That’s because almost all (21 out of 24) of the highest earners in the Commons were Tories, even though they made up only three-fifths of the total number of MPs with second jobs.

Some 43% of Tory MPs (154 out of 356) work second jobs, compared with 38% of Labour MPs (76 out of 196) and 34% of SNP MPs (15 out of 44).

Eight out of 14 Lib Dem MPs, and three out of eight DUP MPs, also declared income from second jobs.

Our findings also show that the amount MPs have raked in from outside earnings is skyrocketing – an openDemocracy exclusive a year ago put the figure at £6m over a longer period of 18 months, the equivalent of less than half the new figure.

Highest earners

The highest earners are barrister Geoffrey Cox, the MP for Torridge and West Devon, whose in-demand legal practice has brought him more than £1.4m; and former prime minister Theresa May, who has netted £1.3m, mainly in speaking fees.

Boris Johnson shows every sign of wanting to follow in May’s footsteps. Last month, he was paid £276,130 plus expenses by the Council of Insurance Agents and Brokers in the US to address its conference in Colorado, just five weeks after he left office. That is despite a blanket ban on ex-ministers taking any outside jobs within three months of leaving office.

Matt Hancock has not yet reported his fee for ‘I’m a Celebrity…’. But if, as widely reported, it is £400,000, it would make Hancock the fourth highest-earning MP for second jobs, and the highest-earning non-Tory (he lost the whip over his appearance on the show), after Cox, May and Conservative MP John Hayes.

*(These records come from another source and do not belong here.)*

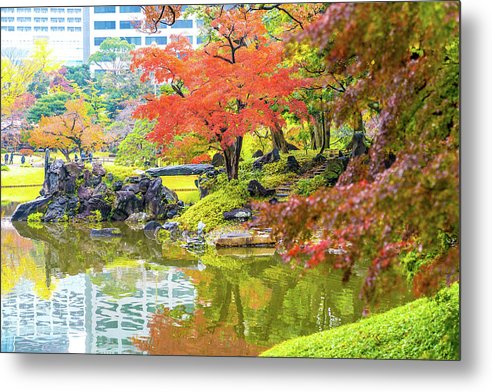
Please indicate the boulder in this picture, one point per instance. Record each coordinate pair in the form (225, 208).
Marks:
(84, 192)
(180, 170)
(96, 203)
(137, 217)
(218, 160)
(238, 214)
(271, 157)
(107, 232)
(257, 154)
(25, 209)
(125, 204)
(152, 226)
(98, 170)
(60, 208)
(255, 189)
(117, 185)
(292, 165)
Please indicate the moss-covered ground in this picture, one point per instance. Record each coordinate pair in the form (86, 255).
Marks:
(428, 328)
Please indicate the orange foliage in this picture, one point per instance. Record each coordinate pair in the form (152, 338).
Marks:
(181, 336)
(71, 131)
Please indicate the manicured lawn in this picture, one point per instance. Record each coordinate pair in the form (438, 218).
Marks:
(428, 328)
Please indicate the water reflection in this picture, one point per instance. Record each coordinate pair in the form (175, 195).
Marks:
(63, 291)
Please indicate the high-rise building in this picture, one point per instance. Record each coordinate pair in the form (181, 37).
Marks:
(74, 33)
(119, 21)
(62, 27)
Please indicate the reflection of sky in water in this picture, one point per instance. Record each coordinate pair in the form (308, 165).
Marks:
(80, 317)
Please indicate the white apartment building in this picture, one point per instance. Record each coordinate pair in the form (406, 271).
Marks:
(74, 33)
(119, 21)
(61, 26)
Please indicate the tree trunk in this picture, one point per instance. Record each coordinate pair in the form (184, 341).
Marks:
(278, 139)
(231, 157)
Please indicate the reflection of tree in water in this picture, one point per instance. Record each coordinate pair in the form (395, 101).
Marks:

Hancock, who has said he will donate part of the fee to charity, had already amassed £24,000 over 13 months for a range of articles, media fees from TV company Cloud 9 Productions, and after-dinner speaking bureau Chartwell Speakers.

Figures on MPs’ second jobs are heavily skewed by a small number of MPs who have exceptionally high earnings.

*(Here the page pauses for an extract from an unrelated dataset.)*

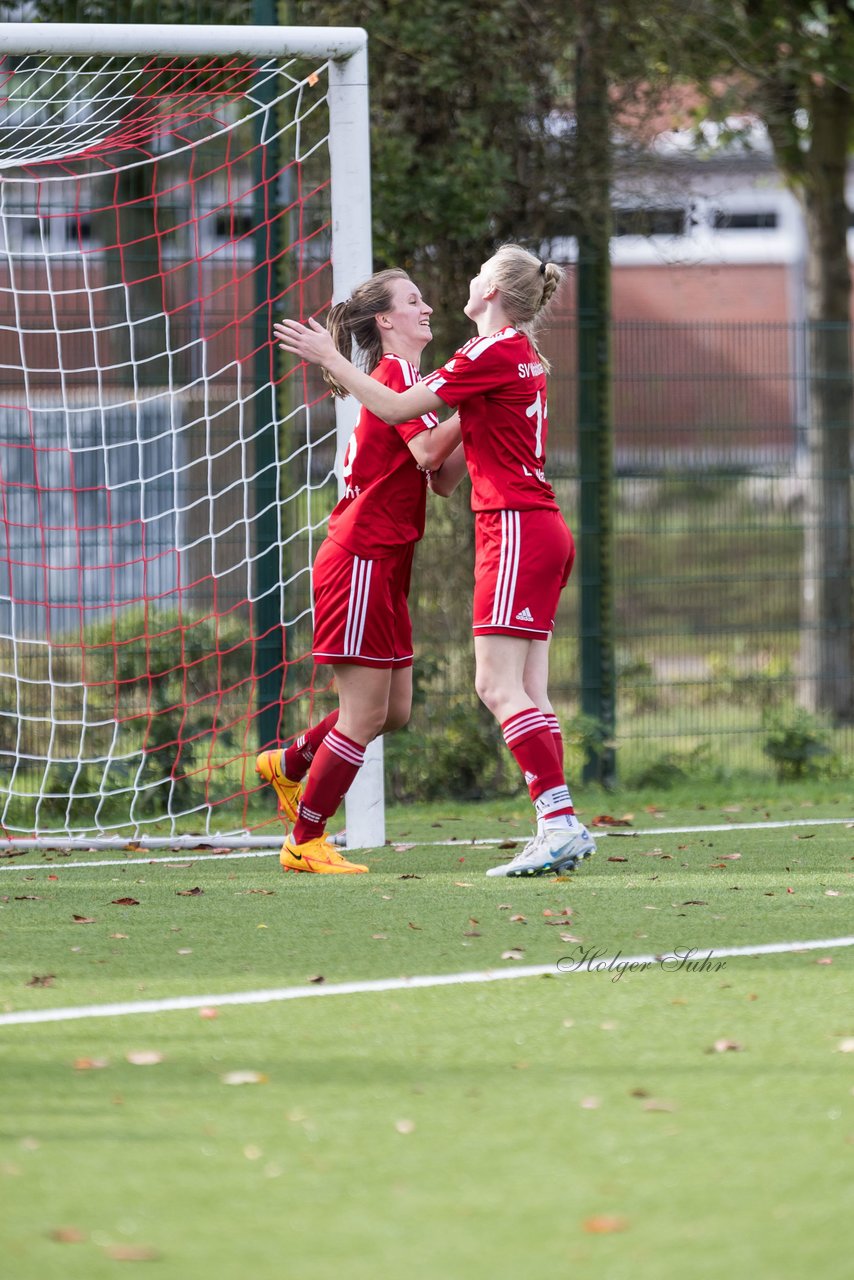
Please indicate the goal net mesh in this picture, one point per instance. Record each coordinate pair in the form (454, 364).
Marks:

Those 24 MPs earn more from their second jobs than from their MPs’ salaries, and together earned £6.9m – 71% of all outside earnings by MPs during the time period we analysed.

More modest

Not all second jobs are lucrative, and some account for very little time.

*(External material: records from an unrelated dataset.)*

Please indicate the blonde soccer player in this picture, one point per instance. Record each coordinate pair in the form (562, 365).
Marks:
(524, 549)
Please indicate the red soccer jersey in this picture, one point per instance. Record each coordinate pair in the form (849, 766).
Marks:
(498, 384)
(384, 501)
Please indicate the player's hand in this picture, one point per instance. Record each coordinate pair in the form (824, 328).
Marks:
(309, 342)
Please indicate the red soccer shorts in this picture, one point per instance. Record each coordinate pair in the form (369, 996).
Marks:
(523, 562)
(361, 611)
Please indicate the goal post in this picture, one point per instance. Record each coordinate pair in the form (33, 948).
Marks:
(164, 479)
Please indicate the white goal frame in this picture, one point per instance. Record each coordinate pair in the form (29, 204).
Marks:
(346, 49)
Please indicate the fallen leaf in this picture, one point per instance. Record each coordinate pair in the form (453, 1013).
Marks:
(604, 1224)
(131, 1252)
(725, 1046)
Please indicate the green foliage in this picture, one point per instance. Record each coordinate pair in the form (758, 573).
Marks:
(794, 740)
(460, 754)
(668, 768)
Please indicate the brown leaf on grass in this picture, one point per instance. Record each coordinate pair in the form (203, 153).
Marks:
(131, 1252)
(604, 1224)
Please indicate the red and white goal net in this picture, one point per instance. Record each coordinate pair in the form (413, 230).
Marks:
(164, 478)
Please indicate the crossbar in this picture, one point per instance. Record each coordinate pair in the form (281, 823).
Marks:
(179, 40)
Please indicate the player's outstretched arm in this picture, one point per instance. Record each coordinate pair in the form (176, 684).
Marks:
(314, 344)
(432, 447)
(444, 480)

It is common for MPs of all parties to fill out surveys from pollsters, taking 15 minutes to an hour, for between £75 and £100. Some – though not all – of these MPs donate the fees to charity.

Other MPs receive modest royalty cheques for books already written, while nurses and doctors who are elected to Parliament often continue to practise part-time as required by their professional licences.

MPs can also undertake time-consuming work, but often they are not the highest earners. Eight MPs declared more than 1,000 hours of outside work a year – the equivalent of 125 full working days, or just under six months – while another 25 declared more than 500 hours. Many of these work as paid councillors, or as elected members of other bodies, such as the Scottish Parliament, often representing the same seat at different levels.

For instance, Ben Bradley, Tory MP for Mansfield, reports working a 30-hour week as leader of Nottinghamshire County Council, but his £35,211 council salary is less than half his wage as an MP.

Because of the way the parliamentary register works, our figures do not include MPs who are buy-to-let landlords. More than one in four MPs – 182 in total – have substantial land and property assets that they do not live in. These all have either a value of more than £100,000 or generate rental income of at least £10,000 a year.

More than one in six MPs – 116 – also have substantial shareholdings. Again, any income and windfall from these shares is not included in the ‘second jobs’ figure. MPs are only required to register shares if they own more than 15% of the capital in a company, so it is likely that more MPs than this trade in shares without having to declare it.